"The Reactions of Italian Jews, 1943-1945"
Professor Iael Nidam-Orvieto received a Ph.D. and an M.A. in history from the Hebrew University of Jerusalem, and a B.A in political science from the same university. During her fellowship at the Museum, she was a Lecturer at the Institute of Contemporary Jewry, Hebrew University of Jerusalem; Advisor on Italian subjects at Yad Vashem; Lecturer at Yad Vashem’s Seminar for Teachers; and Lecturer for the Seminar for Orthodox Women studying Holocaust-related subjects. For her Charles H. Revson Foundation Fellowship for Archival Research, Professor Nidam-Orvieto conducted research for her project “The Reactions of Italian Jews, 1943-1945.”
The author of several important scholarly articles, Professor Nidam-Orvieto’s research has helped to advance scholarship on Italian Jewry during the Holocaust. Her publications include “Letters to Mussolini: Italian Jews and the Racial Laws” in Remembering for the Future: The Holocaust in an Age of Genocide, John K. Roth and Elisabeth Maxwell, eds. (Palgrave, 2001); “Italian Jews Facing Racial Laws: Appeal to Mussolini as a Way of Coping” in Yalkut Moreshet (vol. 73, April 2002); “The Jewish Leadership in Italy during the Fascist Period and the Holocaust” in Bishvil Hazikaron (vol. 36, February-March 2000); and “The Case of the Villa Emma Children as a Reflection of the Rescue of Children during the Holocaust” in Contemporary Jewish Society: Proceeding of the Twelfth World Congress of Jewish Studies, July –August 1997 (World Union of Jewish Studies, 2001), among others. Professor Nidam-Orvieto is the recipient of a number of esteemed honors and awards, including the Pardo Roques Prize for her scholarly paper on Jewish education in Italy, dissertation prizes from Yad Vashem, the Ben Zvi Institute for the Study of Jewish Communities, the Hebrew University of Jerusalem and the Shlomo Gels and Fanny Balaban-Gels Fund.

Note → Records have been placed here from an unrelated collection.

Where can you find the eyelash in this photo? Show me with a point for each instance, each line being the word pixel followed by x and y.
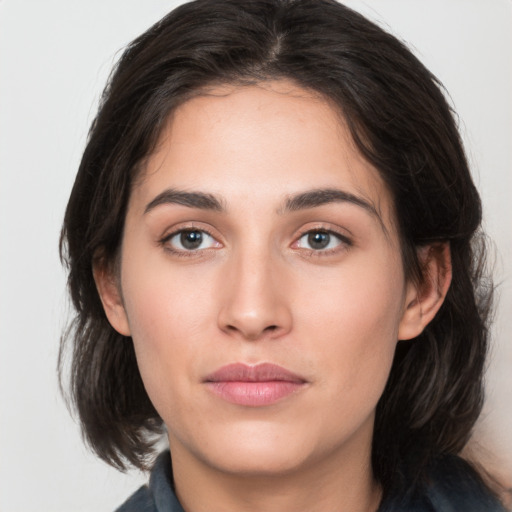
pixel 344 242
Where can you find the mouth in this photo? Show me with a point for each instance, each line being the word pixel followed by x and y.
pixel 254 386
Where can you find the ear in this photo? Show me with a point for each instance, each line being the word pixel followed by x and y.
pixel 424 299
pixel 107 284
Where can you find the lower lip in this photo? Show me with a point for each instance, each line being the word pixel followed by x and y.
pixel 254 394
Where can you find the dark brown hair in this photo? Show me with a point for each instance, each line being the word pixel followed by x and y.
pixel 401 123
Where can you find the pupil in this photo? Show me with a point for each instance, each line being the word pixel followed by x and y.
pixel 191 239
pixel 319 240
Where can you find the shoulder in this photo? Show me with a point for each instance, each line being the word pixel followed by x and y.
pixel 450 485
pixel 455 486
pixel 158 495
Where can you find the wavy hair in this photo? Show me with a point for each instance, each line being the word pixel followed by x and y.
pixel 402 124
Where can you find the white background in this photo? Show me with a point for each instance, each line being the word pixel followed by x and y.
pixel 55 56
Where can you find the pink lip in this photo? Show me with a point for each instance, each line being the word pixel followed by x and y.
pixel 253 386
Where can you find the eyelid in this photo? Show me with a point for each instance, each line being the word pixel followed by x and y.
pixel 176 230
pixel 345 240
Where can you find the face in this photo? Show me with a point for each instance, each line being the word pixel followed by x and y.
pixel 261 282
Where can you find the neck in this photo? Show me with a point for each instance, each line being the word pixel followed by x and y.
pixel 346 486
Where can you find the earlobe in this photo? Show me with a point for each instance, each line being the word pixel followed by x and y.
pixel 111 298
pixel 423 300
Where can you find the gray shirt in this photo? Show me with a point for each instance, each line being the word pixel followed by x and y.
pixel 453 486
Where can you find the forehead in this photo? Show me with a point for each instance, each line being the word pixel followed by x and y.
pixel 260 143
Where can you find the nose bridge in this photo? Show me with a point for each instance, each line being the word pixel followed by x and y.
pixel 254 304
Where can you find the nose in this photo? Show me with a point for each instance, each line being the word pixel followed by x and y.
pixel 254 301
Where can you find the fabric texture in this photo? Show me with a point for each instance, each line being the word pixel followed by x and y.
pixel 453 486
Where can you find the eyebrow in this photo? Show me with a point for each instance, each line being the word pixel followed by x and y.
pixel 200 200
pixel 320 197
pixel 302 201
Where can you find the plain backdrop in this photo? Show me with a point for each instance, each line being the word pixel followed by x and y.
pixel 55 56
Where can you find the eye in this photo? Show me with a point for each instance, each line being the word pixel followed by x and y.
pixel 187 240
pixel 322 240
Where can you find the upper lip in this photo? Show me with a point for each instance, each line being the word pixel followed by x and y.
pixel 263 372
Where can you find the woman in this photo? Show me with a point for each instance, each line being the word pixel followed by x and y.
pixel 273 251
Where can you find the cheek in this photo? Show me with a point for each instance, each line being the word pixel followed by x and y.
pixel 353 315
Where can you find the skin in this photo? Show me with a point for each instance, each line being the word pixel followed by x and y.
pixel 256 291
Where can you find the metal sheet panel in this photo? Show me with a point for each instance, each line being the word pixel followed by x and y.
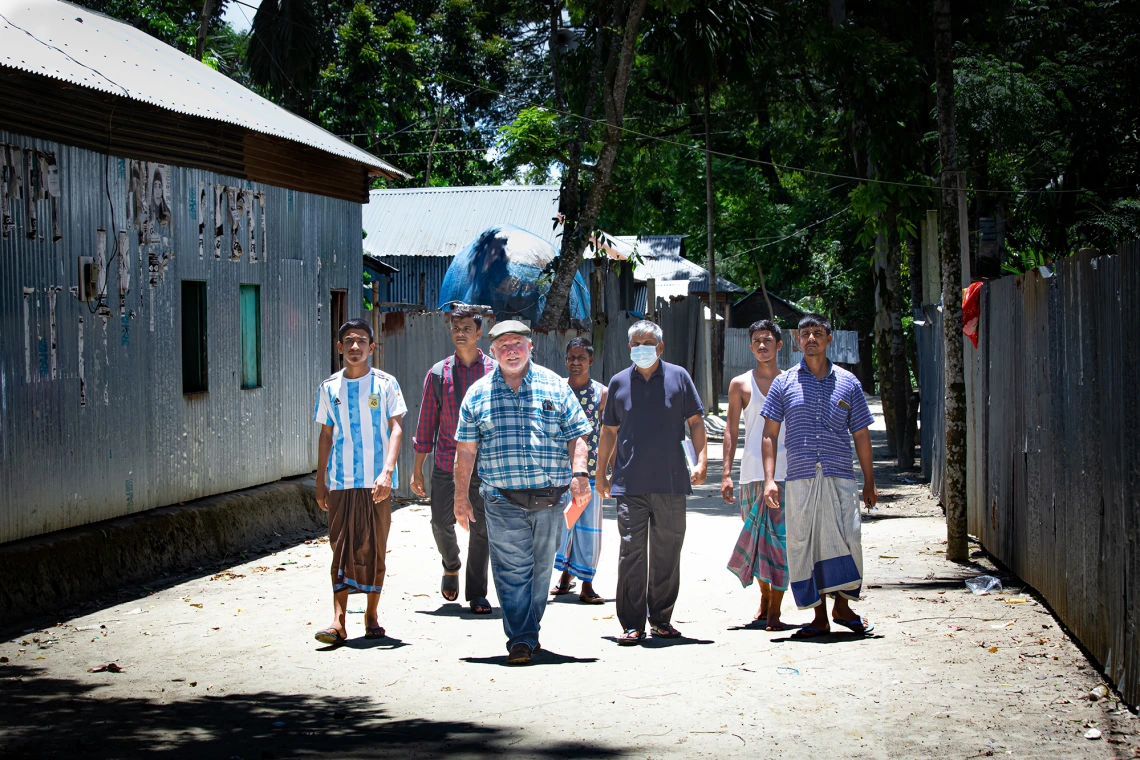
pixel 442 221
pixel 88 49
pixel 95 424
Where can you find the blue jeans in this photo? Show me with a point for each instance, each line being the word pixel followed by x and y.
pixel 522 546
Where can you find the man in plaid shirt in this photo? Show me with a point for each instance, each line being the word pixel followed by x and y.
pixel 445 386
pixel 528 431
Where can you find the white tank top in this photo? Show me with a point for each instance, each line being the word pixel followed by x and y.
pixel 751 462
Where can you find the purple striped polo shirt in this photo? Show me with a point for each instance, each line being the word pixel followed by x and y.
pixel 819 418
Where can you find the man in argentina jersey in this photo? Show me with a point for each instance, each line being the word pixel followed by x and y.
pixel 360 410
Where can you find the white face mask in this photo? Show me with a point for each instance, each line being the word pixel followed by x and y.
pixel 643 356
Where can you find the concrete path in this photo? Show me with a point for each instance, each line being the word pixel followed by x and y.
pixel 224 665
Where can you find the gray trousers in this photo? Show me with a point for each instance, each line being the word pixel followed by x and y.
pixel 442 526
pixel 649 565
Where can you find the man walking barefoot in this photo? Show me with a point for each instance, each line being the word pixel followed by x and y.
pixel 824 409
pixel 581 544
pixel 762 549
pixel 445 386
pixel 360 410
pixel 527 428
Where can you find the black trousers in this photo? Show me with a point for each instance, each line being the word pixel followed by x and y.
pixel 649 565
pixel 442 525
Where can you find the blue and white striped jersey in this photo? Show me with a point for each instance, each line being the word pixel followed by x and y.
pixel 358 411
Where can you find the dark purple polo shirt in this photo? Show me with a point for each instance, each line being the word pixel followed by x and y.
pixel 650 417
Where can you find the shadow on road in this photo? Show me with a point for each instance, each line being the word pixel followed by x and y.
pixel 43 717
pixel 540 658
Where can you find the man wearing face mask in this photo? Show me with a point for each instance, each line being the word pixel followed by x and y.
pixel 644 421
pixel 528 431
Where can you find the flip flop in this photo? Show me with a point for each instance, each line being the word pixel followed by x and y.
pixel 630 637
pixel 330 636
pixel 560 589
pixel 861 624
pixel 449 585
pixel 593 598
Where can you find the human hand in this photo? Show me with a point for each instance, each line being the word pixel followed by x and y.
pixel 772 495
pixel 417 483
pixel 382 488
pixel 700 472
pixel 464 512
pixel 726 491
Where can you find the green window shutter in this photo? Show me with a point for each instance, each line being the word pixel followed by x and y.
pixel 251 336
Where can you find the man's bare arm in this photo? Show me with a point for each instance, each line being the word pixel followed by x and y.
pixel 464 465
pixel 862 439
pixel 324 447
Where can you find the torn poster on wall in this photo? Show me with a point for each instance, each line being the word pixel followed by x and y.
pixel 30 176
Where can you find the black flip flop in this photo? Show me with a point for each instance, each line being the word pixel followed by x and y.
pixel 449 585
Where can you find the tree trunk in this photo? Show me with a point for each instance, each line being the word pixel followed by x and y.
pixel 953 488
pixel 203 27
pixel 901 374
pixel 709 210
pixel 577 229
pixel 882 352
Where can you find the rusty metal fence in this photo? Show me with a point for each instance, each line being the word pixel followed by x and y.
pixel 1053 459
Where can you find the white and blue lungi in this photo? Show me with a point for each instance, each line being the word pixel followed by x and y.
pixel 824 538
pixel 581 546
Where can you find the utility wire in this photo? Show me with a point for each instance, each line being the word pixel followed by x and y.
pixel 757 161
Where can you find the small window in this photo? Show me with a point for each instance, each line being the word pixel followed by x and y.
pixel 194 337
pixel 251 335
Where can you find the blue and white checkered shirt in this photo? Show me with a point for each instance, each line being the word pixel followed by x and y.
pixel 819 418
pixel 522 436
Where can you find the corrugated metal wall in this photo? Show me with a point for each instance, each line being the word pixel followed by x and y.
pixel 1052 459
pixel 94 423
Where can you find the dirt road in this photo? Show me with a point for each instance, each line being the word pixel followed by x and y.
pixel 222 664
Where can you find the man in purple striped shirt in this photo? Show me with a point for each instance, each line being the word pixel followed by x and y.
pixel 445 386
pixel 824 409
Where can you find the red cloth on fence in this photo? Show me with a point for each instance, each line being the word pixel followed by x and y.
pixel 971 309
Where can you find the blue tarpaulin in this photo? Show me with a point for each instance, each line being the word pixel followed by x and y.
pixel 503 269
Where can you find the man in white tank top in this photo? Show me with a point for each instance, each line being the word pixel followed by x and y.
pixel 762 549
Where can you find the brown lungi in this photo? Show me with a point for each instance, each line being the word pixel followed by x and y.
pixel 358 533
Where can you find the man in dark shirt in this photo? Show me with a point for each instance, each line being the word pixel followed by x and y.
pixel 648 408
pixel 445 386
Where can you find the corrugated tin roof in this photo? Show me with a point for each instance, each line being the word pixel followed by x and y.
pixel 66 42
pixel 441 221
pixel 662 261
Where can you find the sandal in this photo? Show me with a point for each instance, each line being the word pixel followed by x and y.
pixel 630 637
pixel 449 587
pixel 593 597
pixel 562 588
pixel 330 636
pixel 861 624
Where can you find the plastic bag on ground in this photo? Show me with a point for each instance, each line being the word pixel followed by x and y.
pixel 984 585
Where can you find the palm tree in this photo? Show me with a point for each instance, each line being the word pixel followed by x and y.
pixel 284 47
pixel 697 50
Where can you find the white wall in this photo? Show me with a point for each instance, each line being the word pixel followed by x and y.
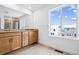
pixel 26 22
pixel 41 20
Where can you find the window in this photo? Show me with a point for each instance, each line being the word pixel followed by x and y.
pixel 55 22
pixel 63 21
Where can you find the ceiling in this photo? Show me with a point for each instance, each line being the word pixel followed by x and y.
pixel 33 7
pixel 4 11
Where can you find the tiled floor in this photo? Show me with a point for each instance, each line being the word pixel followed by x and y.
pixel 36 49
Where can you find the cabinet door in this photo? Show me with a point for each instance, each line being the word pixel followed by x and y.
pixel 16 43
pixel 4 45
pixel 24 38
pixel 33 36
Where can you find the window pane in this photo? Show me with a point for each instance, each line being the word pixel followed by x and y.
pixel 69 20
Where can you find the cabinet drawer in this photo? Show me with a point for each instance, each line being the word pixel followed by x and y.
pixel 25 43
pixel 5 34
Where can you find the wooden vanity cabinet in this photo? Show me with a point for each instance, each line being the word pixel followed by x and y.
pixel 16 42
pixel 9 42
pixel 5 45
pixel 24 38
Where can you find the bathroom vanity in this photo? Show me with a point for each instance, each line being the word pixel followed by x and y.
pixel 12 40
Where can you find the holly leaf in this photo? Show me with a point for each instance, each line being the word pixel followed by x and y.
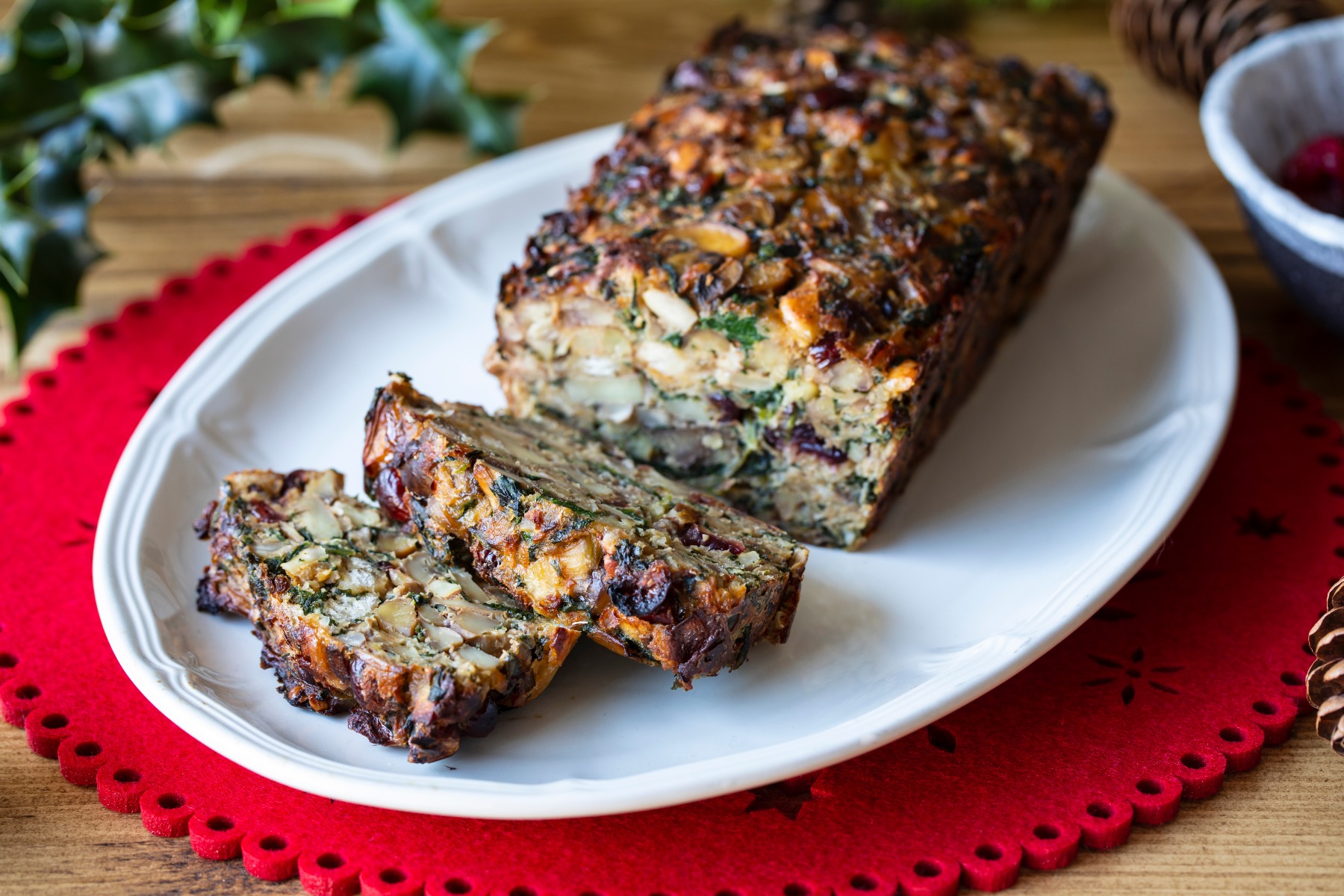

During her residency at the Center, Professor Nidam-Orvieto researched the ways in which Italian Jews reacted to the German occupation of Italy and Mussolini’s fascist regime there between 1943 and 1945. She examined Jewish leadership during the war, Jewish responses to the deportations, and Jewish resistance activities, among other themes. She also explored how Jewish responses during the Holocaust have shaped Italian Jewish identity today.
Professor Nidam-Orvieto was in residence at the Mandel Center from June 1 to September 1, 2005.